The UNC won with 2,239 votes ahead of the PNM’s 976 votes. However, this result represented a PNM gain of 400 votes and a UNC loss of 800 votes compared to the previous election results of UNC getting 3,044 votes to the PNM’s 599 votes.

For the PNM, Finance Minister Colm Imbert, in a tweet, said, “In both seats, the UNC was unable to increase its votes. The naysayers got it wrong.”

Newsday asked Lengua/Indian Walk councillor-elect Pastor Autley Granthume why he had won and whether his victory would translate into help for the PNM in next year’s general elections.

He told Newsday residents were tired of “blind promises and nothing happening” amid a lack of sport facilities and jobs for youngsters but they knew him as someone helping anyone he could.

Regarding the 2025 elections, he viewed his win as “a stepping stone for the PNM going forward.”

Newsday asked if he believes his win could help the PNM snatch the key marginal Moruga constituency next year, now held by the UNC’s Michele Benjamin.

Granthume said, “We worked with that in mind.
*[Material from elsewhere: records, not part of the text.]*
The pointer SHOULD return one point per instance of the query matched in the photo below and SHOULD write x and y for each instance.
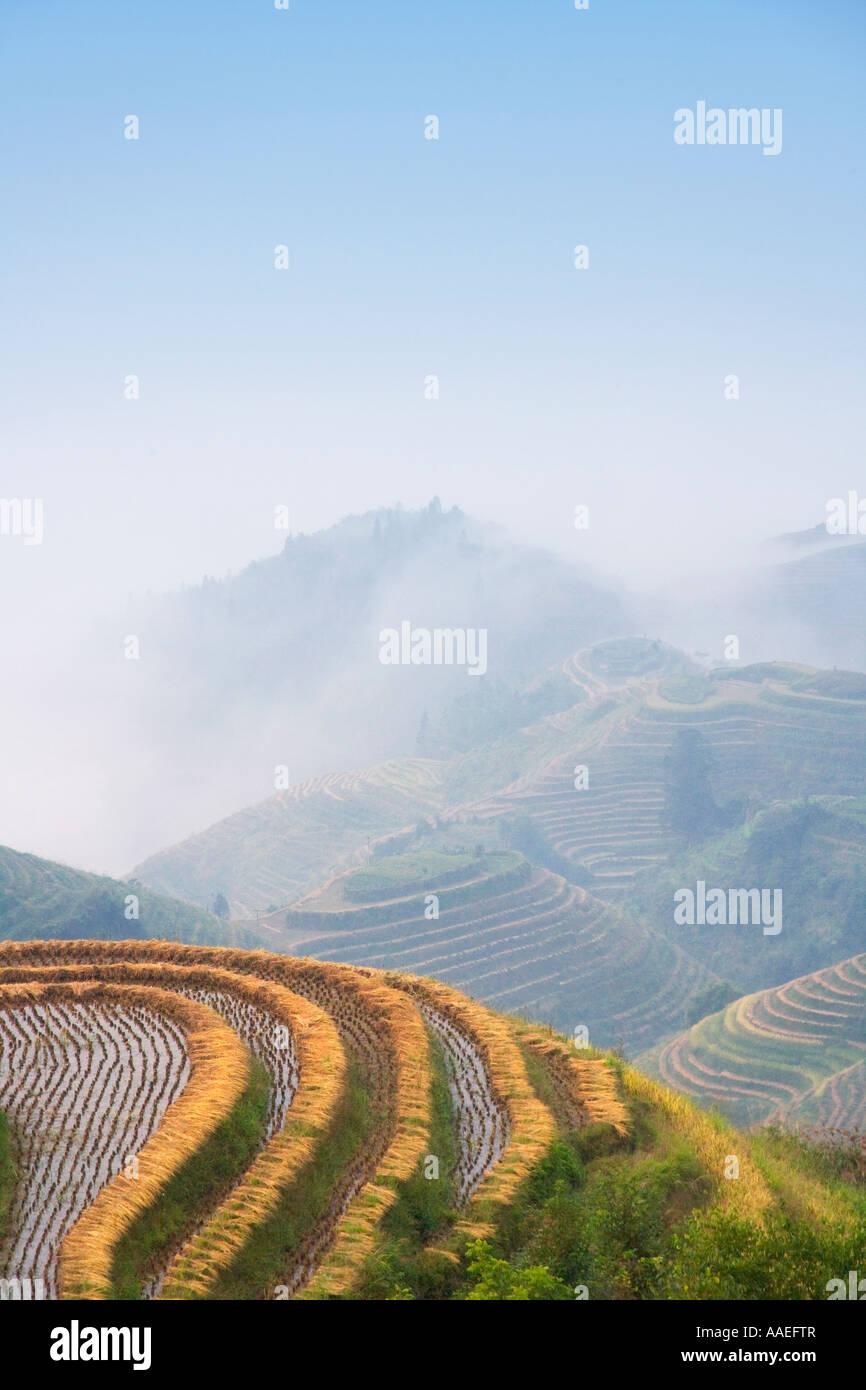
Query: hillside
(812, 852)
(773, 731)
(281, 663)
(307, 1130)
(39, 898)
(268, 854)
(770, 733)
(794, 1054)
(513, 936)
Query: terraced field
(793, 1054)
(317, 1032)
(210, 1123)
(41, 898)
(521, 940)
(774, 737)
(270, 854)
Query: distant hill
(516, 937)
(278, 666)
(812, 851)
(50, 901)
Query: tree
(691, 805)
(496, 1280)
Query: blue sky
(412, 256)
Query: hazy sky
(413, 257)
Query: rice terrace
(433, 571)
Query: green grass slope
(270, 854)
(794, 1052)
(773, 733)
(812, 851)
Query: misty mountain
(273, 676)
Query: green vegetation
(402, 1261)
(195, 1189)
(407, 873)
(45, 900)
(270, 1253)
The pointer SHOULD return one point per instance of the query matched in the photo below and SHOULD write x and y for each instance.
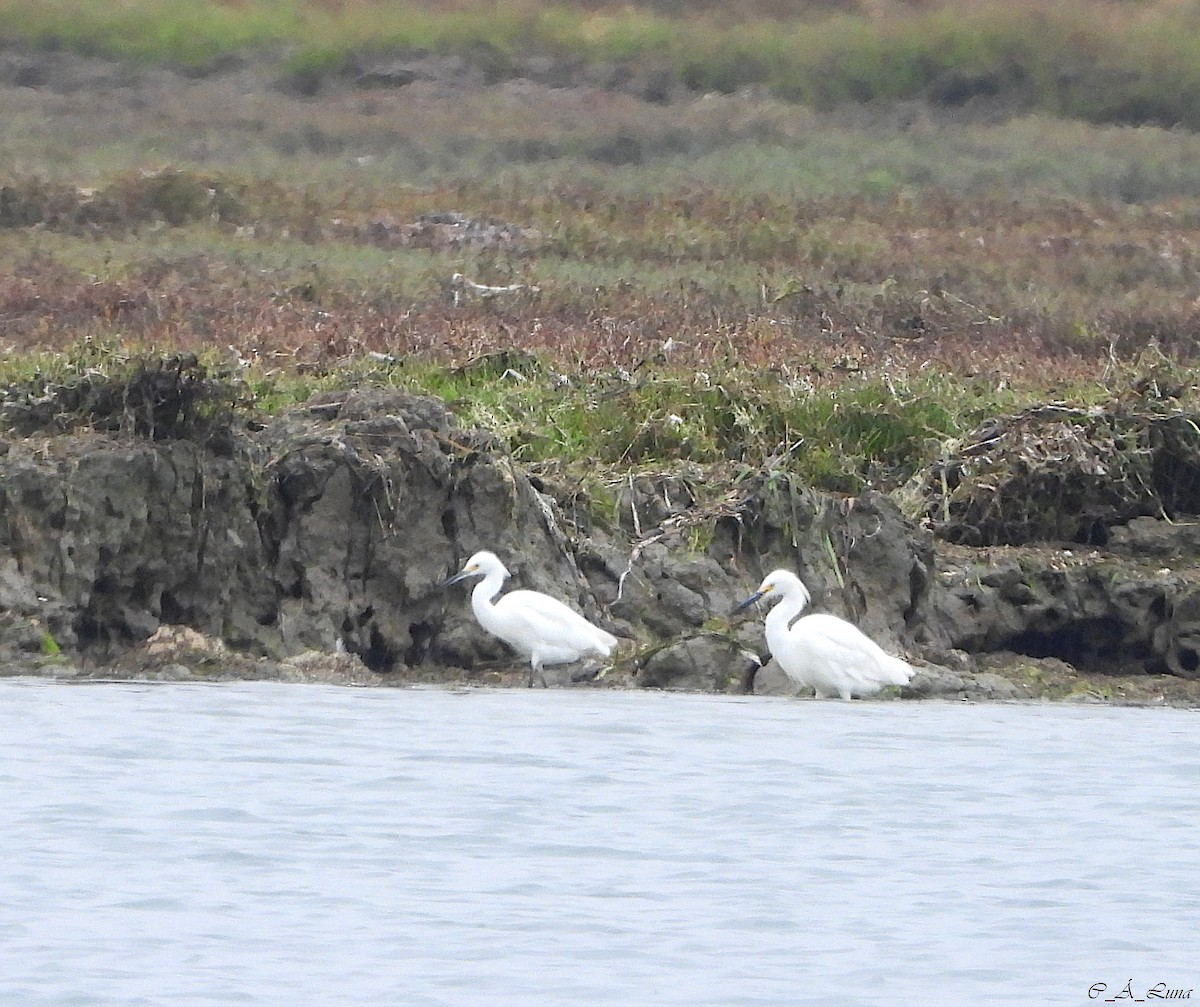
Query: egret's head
(775, 585)
(481, 564)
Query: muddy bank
(311, 546)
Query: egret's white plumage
(831, 654)
(537, 625)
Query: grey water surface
(301, 845)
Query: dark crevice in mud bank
(313, 546)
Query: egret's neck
(483, 598)
(781, 616)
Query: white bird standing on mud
(829, 654)
(539, 627)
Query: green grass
(1137, 64)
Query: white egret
(831, 654)
(539, 627)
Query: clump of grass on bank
(868, 430)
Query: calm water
(306, 845)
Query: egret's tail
(898, 671)
(605, 641)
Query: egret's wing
(559, 633)
(849, 652)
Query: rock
(701, 664)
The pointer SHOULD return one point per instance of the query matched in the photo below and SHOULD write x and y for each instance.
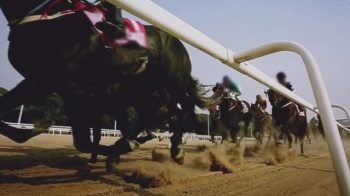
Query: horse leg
(290, 141)
(96, 131)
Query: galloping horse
(230, 113)
(216, 125)
(262, 123)
(67, 55)
(287, 114)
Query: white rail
(161, 18)
(347, 113)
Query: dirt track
(49, 165)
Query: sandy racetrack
(49, 165)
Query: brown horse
(286, 114)
(68, 56)
(216, 126)
(263, 123)
(314, 128)
(231, 114)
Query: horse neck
(226, 105)
(283, 102)
(16, 9)
(259, 115)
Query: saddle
(136, 37)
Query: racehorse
(230, 113)
(314, 128)
(68, 56)
(216, 125)
(262, 123)
(286, 114)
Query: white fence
(164, 20)
(59, 130)
(66, 129)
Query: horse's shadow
(24, 157)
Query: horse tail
(197, 93)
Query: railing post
(347, 113)
(154, 14)
(335, 145)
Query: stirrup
(110, 30)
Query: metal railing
(156, 15)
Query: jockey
(261, 102)
(282, 79)
(235, 90)
(113, 27)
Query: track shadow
(25, 157)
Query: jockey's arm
(264, 105)
(236, 88)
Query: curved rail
(156, 15)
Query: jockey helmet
(281, 75)
(226, 78)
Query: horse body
(287, 115)
(231, 115)
(262, 123)
(55, 55)
(67, 56)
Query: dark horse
(68, 56)
(230, 113)
(262, 123)
(286, 114)
(216, 126)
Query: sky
(322, 26)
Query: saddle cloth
(135, 31)
(135, 34)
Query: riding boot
(113, 28)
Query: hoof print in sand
(218, 164)
(160, 157)
(149, 181)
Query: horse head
(219, 90)
(254, 108)
(214, 111)
(274, 97)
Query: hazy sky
(322, 26)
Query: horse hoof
(280, 142)
(111, 163)
(178, 155)
(154, 136)
(93, 161)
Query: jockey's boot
(113, 28)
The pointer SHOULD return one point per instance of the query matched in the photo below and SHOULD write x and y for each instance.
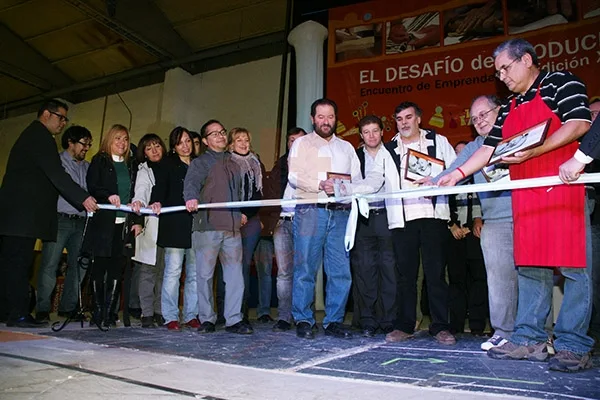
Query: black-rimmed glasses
(60, 116)
(222, 132)
(84, 144)
(505, 68)
(481, 115)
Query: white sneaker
(492, 342)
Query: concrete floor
(136, 363)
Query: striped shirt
(562, 92)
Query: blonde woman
(240, 146)
(110, 178)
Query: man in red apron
(549, 223)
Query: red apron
(549, 223)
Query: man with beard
(496, 233)
(551, 229)
(319, 229)
(76, 141)
(419, 229)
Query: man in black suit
(373, 261)
(33, 179)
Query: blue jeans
(170, 289)
(70, 235)
(595, 321)
(284, 254)
(319, 239)
(250, 237)
(535, 299)
(227, 246)
(263, 260)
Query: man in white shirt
(419, 228)
(319, 229)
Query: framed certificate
(420, 165)
(524, 140)
(495, 172)
(338, 182)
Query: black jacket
(174, 229)
(102, 183)
(33, 180)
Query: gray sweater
(214, 178)
(495, 206)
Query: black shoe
(265, 318)
(387, 329)
(368, 331)
(135, 313)
(42, 316)
(74, 315)
(206, 327)
(338, 330)
(281, 326)
(242, 328)
(26, 322)
(304, 330)
(148, 322)
(159, 319)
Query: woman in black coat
(110, 178)
(175, 232)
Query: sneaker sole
(529, 357)
(574, 368)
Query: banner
(438, 54)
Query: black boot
(98, 298)
(113, 300)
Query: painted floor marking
(492, 379)
(336, 356)
(429, 360)
(513, 389)
(408, 378)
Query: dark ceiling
(84, 49)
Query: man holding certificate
(420, 225)
(318, 162)
(550, 224)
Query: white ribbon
(360, 204)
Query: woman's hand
(136, 206)
(115, 200)
(156, 207)
(137, 229)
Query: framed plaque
(524, 140)
(420, 165)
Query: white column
(307, 39)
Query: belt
(70, 216)
(333, 206)
(377, 211)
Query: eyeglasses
(504, 69)
(481, 116)
(374, 132)
(60, 116)
(222, 132)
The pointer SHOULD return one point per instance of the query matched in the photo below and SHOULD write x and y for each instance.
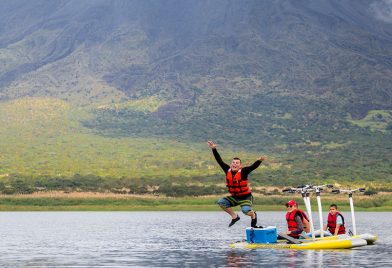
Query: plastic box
(261, 235)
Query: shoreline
(91, 201)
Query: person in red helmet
(297, 220)
(237, 184)
(335, 221)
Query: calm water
(167, 239)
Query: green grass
(375, 120)
(44, 137)
(149, 203)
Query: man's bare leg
(234, 216)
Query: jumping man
(237, 184)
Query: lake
(169, 239)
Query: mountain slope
(307, 82)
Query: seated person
(335, 221)
(297, 220)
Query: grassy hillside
(45, 145)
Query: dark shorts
(245, 202)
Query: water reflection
(165, 239)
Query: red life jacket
(332, 223)
(236, 185)
(292, 224)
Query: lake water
(169, 239)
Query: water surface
(168, 239)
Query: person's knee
(223, 203)
(246, 209)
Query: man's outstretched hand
(212, 145)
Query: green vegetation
(91, 201)
(48, 144)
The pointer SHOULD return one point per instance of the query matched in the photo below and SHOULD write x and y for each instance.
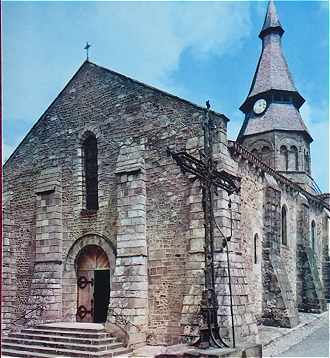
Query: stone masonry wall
(252, 189)
(114, 108)
(279, 306)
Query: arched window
(293, 158)
(284, 157)
(284, 226)
(265, 153)
(255, 153)
(313, 235)
(255, 247)
(307, 162)
(90, 170)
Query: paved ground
(315, 345)
(278, 341)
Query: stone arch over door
(69, 295)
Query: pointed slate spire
(272, 73)
(273, 82)
(272, 22)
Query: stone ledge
(185, 351)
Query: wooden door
(91, 259)
(85, 307)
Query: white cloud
(151, 37)
(7, 150)
(316, 117)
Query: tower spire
(272, 22)
(272, 73)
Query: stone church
(100, 225)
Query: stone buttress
(279, 307)
(129, 292)
(46, 287)
(244, 319)
(311, 292)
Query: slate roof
(278, 116)
(272, 76)
(271, 21)
(272, 71)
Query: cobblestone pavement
(315, 345)
(278, 341)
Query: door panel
(85, 304)
(101, 295)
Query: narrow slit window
(91, 175)
(255, 246)
(284, 226)
(313, 234)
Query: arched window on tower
(255, 248)
(284, 157)
(90, 171)
(307, 161)
(255, 153)
(293, 158)
(313, 235)
(284, 226)
(266, 153)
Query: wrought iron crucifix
(205, 170)
(87, 46)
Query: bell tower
(273, 128)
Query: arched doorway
(93, 284)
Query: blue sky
(196, 50)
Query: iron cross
(205, 170)
(87, 48)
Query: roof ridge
(158, 90)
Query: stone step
(66, 333)
(61, 345)
(81, 327)
(63, 339)
(22, 350)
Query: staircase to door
(63, 340)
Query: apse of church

We presented the facts to the people. People gravitated and showed their satisfaction. We believe once we continue to work and meet the people’s needs, we believe news spreads across the floor very quickly.

“This will be an incentive as we go forward into the election in 2025.”

Granthume said the victory reflected well on his party.

“The PNM has done well but sometimes we have some little hiccups. (Previously) the PNM did not reach out in some areas we should have and may have caused some people to slide off.”

He said his win was now “a very good reflection on the PNM.”

Oropouche East MP Dr Roodal Moonilal partially blamed the results on Mayaro MP Rushton Paray. Two days before the by-election, Paray led a slate to contest the UNC internal elections against a slate backed by political leader Kamla Persad-Bissessar.

“Whatever slim loss we had was due to the ‘Paray effect.’”

Accusing Paray of creating “diversion, division and kuchoor” in the UNC, Moonilal said, “That is the effect of it.”

Paray, in reply via WhatsApp, told Newsday that Moonilal’s criticism was “desperate and laughable.”

He said the internal election date was set by the national executive, which included Moonilal.

“They unilaterally decided to set the date two days before the by-election, and this decision was made after the Government had already announced the by-election date,” Paray said.

“The internal election could have been scheduled for the end of June, but they chose not to pursue that option.”

Saying the UNC internal election was over, he said a team had been selected.

“It is time to stop making excuses and start working.”

“Blaming others for the poor decision-making or strategies of the executive will not enhance the UNC’s prospects for the General Election in 2025.”